Internal conflict is said to have resulted in key departures; Studio now working on new Intellectual Property (IP)

Image credit: Sony Bend Studio, as seen on PS4 Pro

by Andy Robinson, VGC

PlayStation rejected plans for a sequel to open-world Sony Bend title Days Gone, it’s claimed.

That’s according to a new Bloomberg report on Sony Interactive Entertainment’s first-party development. According to the story, Sony’s increasing focus on exclusive blockbusters has come at the expense of “niche” teams within its first-party organisation.

One such casualty was reportedly Sony Bend, which is claimed to have had a 2019 pitch for Days Gone 2 rejected.

“Although the first game had been profitable, its development had been lengthy and critical reception was mixed, so a Days Gone 2 wasn’t seen as a viable option,” Bloomberg states.

Instead, journalist Jason Schreier claims that one team at the studio was assigned to help Naughty Dog with a multiplayer game, while a second group was assigned to work on a new Uncharted game with supervision from Naughty Dog.

Image credit: Sony Bend Studio, as seen on PS4 Pro

Because Bend’s developers feared they might be absorbed into Naughty Dog, the report claims that the studio’s leadership asked to be taken off the Uncharted project and are now working on a new game of their own.

However, the internal conflict is said to have resulted in key departures at Bend.
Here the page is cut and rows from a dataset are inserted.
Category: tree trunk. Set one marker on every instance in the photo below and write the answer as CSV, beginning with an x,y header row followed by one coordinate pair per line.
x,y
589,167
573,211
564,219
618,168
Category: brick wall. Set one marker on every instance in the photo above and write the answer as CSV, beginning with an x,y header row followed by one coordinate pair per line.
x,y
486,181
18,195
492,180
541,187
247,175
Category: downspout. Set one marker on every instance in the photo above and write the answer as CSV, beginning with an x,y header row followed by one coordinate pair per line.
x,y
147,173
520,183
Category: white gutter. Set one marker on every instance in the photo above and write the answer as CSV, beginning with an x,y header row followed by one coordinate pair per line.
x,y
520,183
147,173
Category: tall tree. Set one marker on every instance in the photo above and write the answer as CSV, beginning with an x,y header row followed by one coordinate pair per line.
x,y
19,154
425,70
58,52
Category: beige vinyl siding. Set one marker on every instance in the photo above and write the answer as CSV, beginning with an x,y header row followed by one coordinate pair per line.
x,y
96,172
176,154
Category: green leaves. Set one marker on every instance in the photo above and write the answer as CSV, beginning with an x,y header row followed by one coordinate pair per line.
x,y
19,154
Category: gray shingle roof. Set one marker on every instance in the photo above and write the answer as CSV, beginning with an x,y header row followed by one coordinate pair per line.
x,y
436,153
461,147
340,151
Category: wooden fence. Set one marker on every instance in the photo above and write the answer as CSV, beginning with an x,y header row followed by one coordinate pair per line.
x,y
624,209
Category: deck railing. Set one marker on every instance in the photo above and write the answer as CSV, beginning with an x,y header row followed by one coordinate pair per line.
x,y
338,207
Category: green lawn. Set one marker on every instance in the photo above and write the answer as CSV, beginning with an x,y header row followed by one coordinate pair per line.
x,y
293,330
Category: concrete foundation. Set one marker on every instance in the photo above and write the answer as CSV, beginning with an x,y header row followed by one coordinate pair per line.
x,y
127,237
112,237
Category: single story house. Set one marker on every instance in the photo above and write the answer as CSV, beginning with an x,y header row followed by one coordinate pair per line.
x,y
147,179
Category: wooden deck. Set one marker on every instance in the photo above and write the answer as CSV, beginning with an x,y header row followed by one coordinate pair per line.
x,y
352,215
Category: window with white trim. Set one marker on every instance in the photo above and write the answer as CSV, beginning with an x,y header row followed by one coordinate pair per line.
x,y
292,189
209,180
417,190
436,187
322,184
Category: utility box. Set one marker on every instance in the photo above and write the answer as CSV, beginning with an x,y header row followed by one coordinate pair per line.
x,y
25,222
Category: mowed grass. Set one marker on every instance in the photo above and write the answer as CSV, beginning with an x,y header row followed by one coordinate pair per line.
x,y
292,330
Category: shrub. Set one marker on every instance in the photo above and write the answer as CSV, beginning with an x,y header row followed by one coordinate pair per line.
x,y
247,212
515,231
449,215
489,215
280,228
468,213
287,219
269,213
Most notably, the studio’s two most senior creatives, writer / director John Garvin and game director Jeff Ross announced their exits from the Oregon, US-based developer in December.

Both men had been with Bend Studio (previously known as Eidetic) from its origin days in the mid-90s, having written and designed PSOne action game Syphon Filter and its sequels.

Sony Interactive Entertainment purchased Bend Studio in 2000. Days Gone, released in 2019, was the developer’s first original IP in two decades.

In VGC’s Days Gone review, our critic called the PS4 exclusive “far from the worst specimen of its genre but in a year already packed with 50 hour+ endeavours, it rarely makes the case for its own existence.”